Ce genre d’affaire se multiplie avec le confinement et la fermeture des bars et restaurants. Mais cette fois, la fête illégale impressionne par son ampleur. En effet, révélait Le Parisien samedi 14 novembre, plus de 300 personnes se sont retrouvées dans un pavillon de Joinville-le-Pont, dans le Val-de-Marne, vendredi soir. Une fête illégale qui a fini par dégénérer, vers 2 heures du matin, lorsque la police est intervenue pour disperser les contrevenants "manifestement très avinés", selon les forces de l’ordre.
Furieux de voir les autorités débarquer, les fêtards clandestins ont commencé à leur jeter des bouteilles, des tables des chaises, et le tout s’est transformé en bagarre rangée impliquant une centaine d’individus, détaille franceinfo. Les policiers, qui n’étaient qu’une douzaine, ont ainsi utilisé des grenades de désencerclement et des grenades lacrymogènes. Une fin mouvementée pour cette soirée organisée avec entrée payante et agent de sécurité à l’intérieur.
Cette nuit, à #JoinvilleLePont, les 👮♂️ sont intervenus pour une soirée dans un pavillon.
— Préfecture de Police (@prefpolice) November 14, 2020
300 personnes présentes, dans un mépris total des règles sanitaires, ont été évacuées.
➡️ Plainte des 👮♂️ pour violences, les "convives" mécontents leur ayant, de plus, lancé des bouteilles... pic.twitter.com/xAePKYbWsJ
Un loft peut recommandable
À la suite de ces événements, une enquête a été ouverte pour violence sur personnes dépositaires de l'autorité publique.
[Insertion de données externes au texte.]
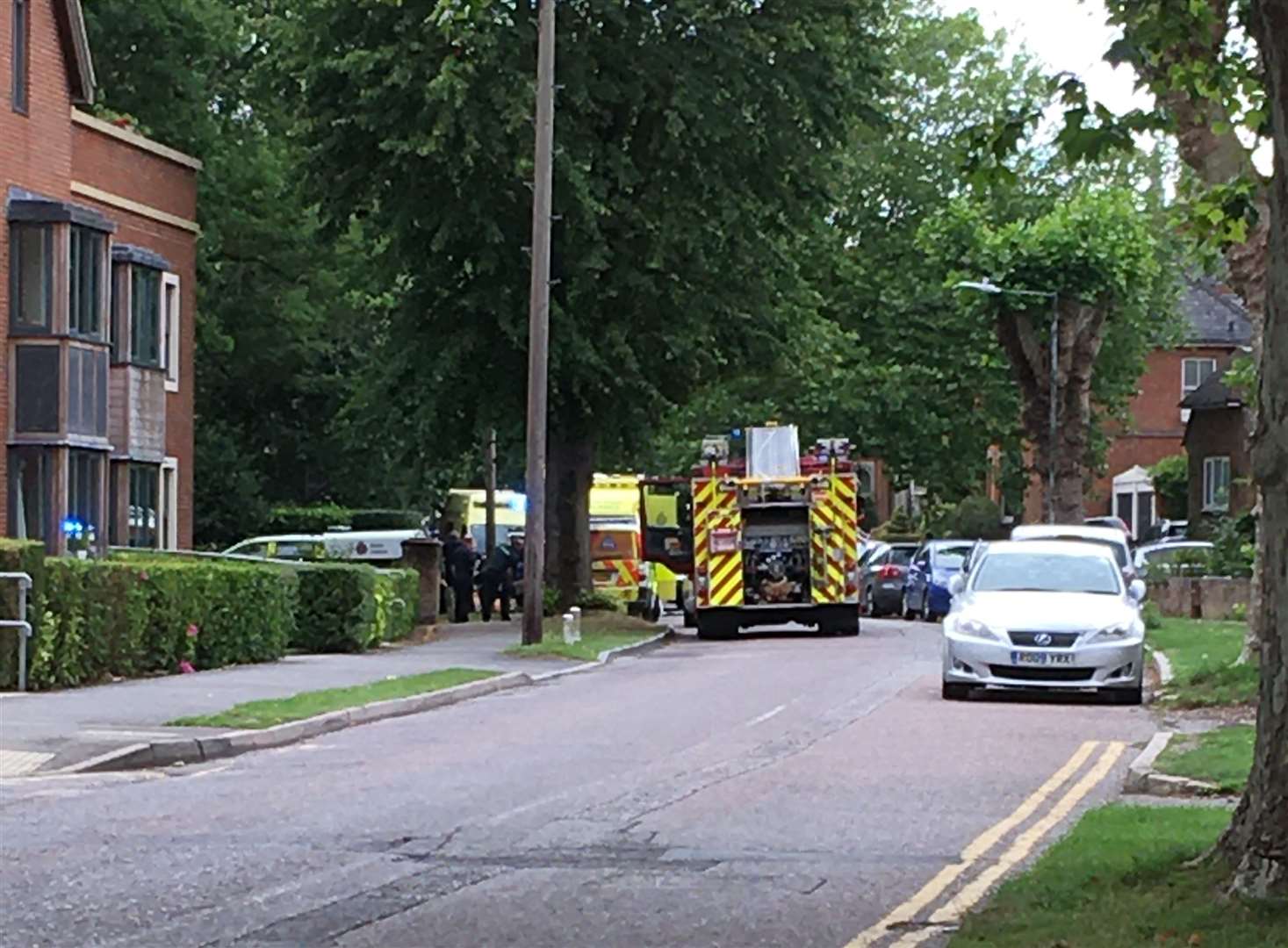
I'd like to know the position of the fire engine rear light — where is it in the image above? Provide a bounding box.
[709,529,738,553]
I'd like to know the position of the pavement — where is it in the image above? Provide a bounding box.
[0,622,573,777]
[0,620,1155,948]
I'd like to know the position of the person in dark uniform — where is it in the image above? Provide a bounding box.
[479,535,523,622]
[449,534,478,622]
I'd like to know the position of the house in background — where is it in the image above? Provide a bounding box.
[1181,372,1255,524]
[0,0,201,553]
[1025,276,1252,535]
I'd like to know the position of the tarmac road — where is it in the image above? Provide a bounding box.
[0,620,1154,948]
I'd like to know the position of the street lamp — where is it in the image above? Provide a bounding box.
[953,276,1060,523]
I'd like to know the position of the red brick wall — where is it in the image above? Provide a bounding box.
[0,0,80,535]
[72,125,197,549]
[1086,347,1234,518]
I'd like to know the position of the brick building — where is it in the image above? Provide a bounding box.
[1024,278,1252,534]
[0,0,201,551]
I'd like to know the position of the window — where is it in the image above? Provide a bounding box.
[129,463,161,548]
[1181,359,1216,398]
[11,0,31,115]
[9,447,54,540]
[63,451,104,540]
[130,265,161,367]
[161,457,179,550]
[67,226,107,339]
[1203,457,1230,510]
[161,273,180,391]
[9,224,54,333]
[14,345,61,434]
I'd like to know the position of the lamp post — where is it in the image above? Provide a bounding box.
[953,278,1060,523]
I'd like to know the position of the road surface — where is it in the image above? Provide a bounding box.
[0,620,1153,948]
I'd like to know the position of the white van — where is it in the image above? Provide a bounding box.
[223,529,425,567]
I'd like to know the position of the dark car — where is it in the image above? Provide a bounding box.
[902,540,975,622]
[859,543,917,615]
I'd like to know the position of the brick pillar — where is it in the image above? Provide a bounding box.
[403,537,443,625]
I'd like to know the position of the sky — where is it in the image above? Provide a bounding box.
[939,0,1153,113]
[938,0,1271,174]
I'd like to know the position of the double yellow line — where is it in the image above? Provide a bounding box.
[846,741,1127,948]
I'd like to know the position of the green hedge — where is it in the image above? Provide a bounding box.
[0,541,420,689]
[291,563,420,652]
[0,557,298,688]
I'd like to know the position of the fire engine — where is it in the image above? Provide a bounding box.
[640,425,859,639]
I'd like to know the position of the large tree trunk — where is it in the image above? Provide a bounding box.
[996,300,1109,523]
[545,425,595,608]
[1221,0,1288,898]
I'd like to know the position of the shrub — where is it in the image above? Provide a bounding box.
[15,557,296,688]
[944,497,1006,540]
[349,510,425,529]
[287,563,420,652]
[262,504,353,534]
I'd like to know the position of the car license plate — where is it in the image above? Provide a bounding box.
[1011,652,1073,664]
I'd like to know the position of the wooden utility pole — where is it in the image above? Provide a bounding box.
[523,0,555,645]
[483,427,496,557]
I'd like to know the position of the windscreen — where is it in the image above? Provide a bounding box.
[974,553,1122,595]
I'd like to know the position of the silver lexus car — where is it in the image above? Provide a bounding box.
[943,540,1145,705]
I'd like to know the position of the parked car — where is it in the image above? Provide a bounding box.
[900,540,974,622]
[1082,516,1136,543]
[1134,540,1213,576]
[859,543,918,617]
[1137,521,1191,546]
[1011,523,1136,582]
[943,540,1145,705]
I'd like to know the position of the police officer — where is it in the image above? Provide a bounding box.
[450,534,478,622]
[479,534,523,622]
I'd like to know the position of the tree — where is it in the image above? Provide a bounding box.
[296,0,878,599]
[921,188,1176,523]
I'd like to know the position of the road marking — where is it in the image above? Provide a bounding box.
[747,705,787,728]
[0,750,54,777]
[845,741,1100,948]
[890,741,1127,948]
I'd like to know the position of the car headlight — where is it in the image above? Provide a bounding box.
[953,618,1006,642]
[1091,622,1136,642]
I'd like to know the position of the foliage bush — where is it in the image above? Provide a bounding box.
[941,497,1007,540]
[287,563,420,652]
[1198,513,1257,576]
[260,504,353,534]
[1149,452,1191,521]
[872,507,924,543]
[349,510,425,529]
[0,557,296,688]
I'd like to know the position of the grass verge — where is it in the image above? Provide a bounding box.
[1154,724,1257,794]
[168,669,500,730]
[1148,618,1261,707]
[505,612,664,662]
[951,805,1288,948]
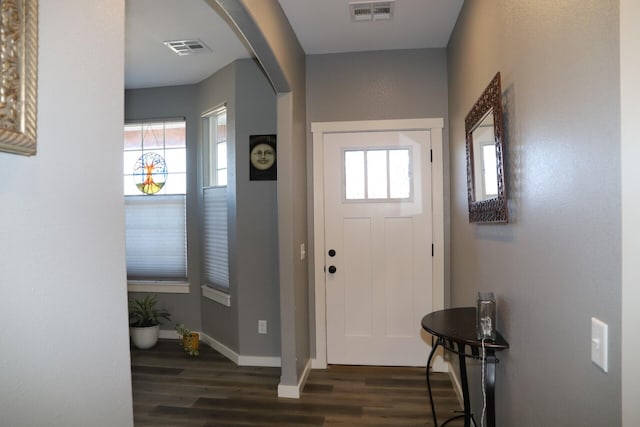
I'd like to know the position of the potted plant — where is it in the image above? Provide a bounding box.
[129,295,171,350]
[176,323,200,356]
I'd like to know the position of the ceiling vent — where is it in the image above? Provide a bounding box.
[164,39,211,56]
[349,1,395,22]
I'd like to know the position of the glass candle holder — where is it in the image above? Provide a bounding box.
[476,292,496,341]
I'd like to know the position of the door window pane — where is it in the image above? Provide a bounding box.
[343,148,412,200]
[389,149,411,199]
[344,151,365,200]
[367,150,387,199]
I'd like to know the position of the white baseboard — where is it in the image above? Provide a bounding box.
[278,360,311,399]
[160,330,282,368]
[311,357,327,369]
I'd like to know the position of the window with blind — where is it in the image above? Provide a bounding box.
[203,187,229,290]
[124,120,187,284]
[202,106,230,306]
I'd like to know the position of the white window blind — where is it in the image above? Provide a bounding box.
[125,194,187,281]
[203,187,229,289]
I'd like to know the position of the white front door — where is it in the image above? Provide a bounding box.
[323,130,433,366]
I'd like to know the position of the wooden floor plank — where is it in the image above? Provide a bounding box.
[131,340,463,427]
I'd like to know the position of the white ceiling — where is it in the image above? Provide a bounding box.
[125,0,463,89]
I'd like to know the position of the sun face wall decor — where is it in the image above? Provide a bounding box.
[133,153,167,194]
[249,135,278,181]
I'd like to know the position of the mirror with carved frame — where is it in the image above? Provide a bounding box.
[464,73,508,223]
[0,0,38,156]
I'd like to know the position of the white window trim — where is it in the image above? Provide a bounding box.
[127,280,191,294]
[201,103,229,187]
[202,285,231,307]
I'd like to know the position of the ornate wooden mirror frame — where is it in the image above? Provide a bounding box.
[464,73,508,223]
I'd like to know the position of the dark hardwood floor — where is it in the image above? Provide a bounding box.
[131,340,463,427]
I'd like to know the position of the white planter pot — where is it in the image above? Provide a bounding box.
[129,325,160,350]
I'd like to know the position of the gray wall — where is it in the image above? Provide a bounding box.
[307,49,449,354]
[620,0,640,427]
[124,85,201,330]
[448,0,621,427]
[125,59,280,357]
[235,60,280,356]
[219,0,310,388]
[0,0,133,427]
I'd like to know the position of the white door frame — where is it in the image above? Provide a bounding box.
[311,118,444,369]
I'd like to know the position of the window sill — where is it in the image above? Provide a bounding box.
[127,280,189,294]
[202,285,231,307]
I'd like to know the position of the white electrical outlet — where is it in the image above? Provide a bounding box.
[591,317,609,372]
[258,320,267,334]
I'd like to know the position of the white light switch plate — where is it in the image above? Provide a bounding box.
[591,317,609,372]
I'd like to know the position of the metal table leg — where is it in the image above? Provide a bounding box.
[426,338,442,427]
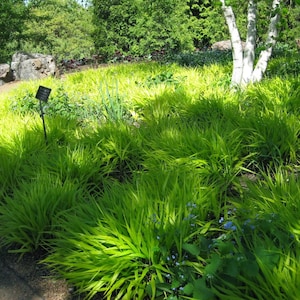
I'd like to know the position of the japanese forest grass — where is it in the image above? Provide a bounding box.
[0,63,300,299]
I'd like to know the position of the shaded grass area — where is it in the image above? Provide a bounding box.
[0,58,300,299]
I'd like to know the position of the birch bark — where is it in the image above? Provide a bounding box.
[241,0,257,85]
[220,0,282,86]
[220,0,243,86]
[251,0,281,82]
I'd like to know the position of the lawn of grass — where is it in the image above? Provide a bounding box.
[0,54,300,300]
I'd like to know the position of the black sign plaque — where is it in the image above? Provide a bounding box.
[35,85,51,102]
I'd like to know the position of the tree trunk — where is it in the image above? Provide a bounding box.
[251,0,281,82]
[241,0,257,85]
[220,0,243,86]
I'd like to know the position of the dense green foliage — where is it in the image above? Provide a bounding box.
[0,0,26,63]
[0,53,300,300]
[22,0,94,60]
[0,0,300,62]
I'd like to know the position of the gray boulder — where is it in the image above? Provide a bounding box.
[0,64,14,86]
[11,52,57,80]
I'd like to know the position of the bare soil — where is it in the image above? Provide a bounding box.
[0,250,74,300]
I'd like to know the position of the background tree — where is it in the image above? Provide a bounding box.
[0,0,26,62]
[22,0,94,59]
[220,0,299,86]
[93,0,193,56]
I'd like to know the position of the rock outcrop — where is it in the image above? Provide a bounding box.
[0,64,14,85]
[11,52,57,80]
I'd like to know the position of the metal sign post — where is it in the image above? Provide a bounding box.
[35,85,51,145]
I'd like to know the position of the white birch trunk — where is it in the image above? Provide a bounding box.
[241,0,257,86]
[220,0,243,86]
[251,0,281,82]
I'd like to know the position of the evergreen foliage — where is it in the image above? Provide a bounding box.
[0,0,26,63]
[22,0,94,60]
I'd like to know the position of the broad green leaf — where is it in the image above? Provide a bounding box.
[182,244,200,256]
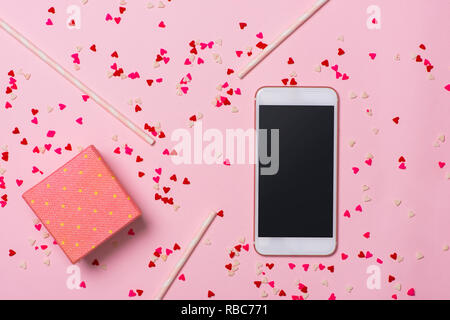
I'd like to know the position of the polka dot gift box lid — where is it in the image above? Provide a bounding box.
[23,146,141,263]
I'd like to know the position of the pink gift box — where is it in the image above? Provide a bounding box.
[23,146,141,263]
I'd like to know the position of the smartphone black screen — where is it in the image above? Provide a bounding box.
[257,105,334,237]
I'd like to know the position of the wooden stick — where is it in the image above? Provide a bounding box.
[238,0,328,79]
[155,212,217,300]
[0,18,155,145]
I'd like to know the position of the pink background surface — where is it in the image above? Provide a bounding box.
[0,0,450,299]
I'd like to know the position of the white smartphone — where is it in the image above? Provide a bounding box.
[254,87,339,255]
Et l’histoire s’aggrave : un des participants à cette soirée illégale a été testé positif au coronavirus. La préfecture de police a donc appelé tous les participants à se faire dépister et à s’isoler en attendant les résultats. En effet, la soirée s’est déroulée "au mépris total des règles sanitaires".
Cette nuit, à #JoinvilleLePont, les 👮♂️ sont intervenus pour une soirée dans un pavillon.
— Préfecture de Police (@prefpolice) November 14, 2020
300 personnes présentes, dans un mépris total des règles sanitaires, ont été évacuées.
➡️ Plainte des 👮♂️ pour violences, les "convives" mécontents leur ayant, de plus, lancé des bouteilles... pic.twitter.com/xAePKYbWsJ
Si l’affaire fait aujourd’hui du bruit, l’activité autour de ce loft de Joinville-le-Pont n’est pas nouvelle, révèle également ce dimanche Le Parisien. Selon un voisin interrogé par le quotidien, "cela a commencé pendant le premier confinement. Il y avait des fêtes tous les week-ends". Pire, durant l’été, le loft, un ancien site de tournage de films pornographiques, accueillait des soirées tous les jours et l’activité ne se serait pas calmée avec la mise en œuvre des nouvelles restrictions sanitaires. La municipalité doit en tout cas déposer une plainte ce lundi au commissariat de Nogent-sur-Marne.
Le propriétaire du loft, lui, a été placé en garde à vue ce dimanche 15 novembre, révèle le quotidien. Il est accusé de mise en danger de la vie d'autrui. Trois autres personnes ont été interpellées alors que les enquêteurs tentent toujours de mettre la main sur l'organisateur de la soirée.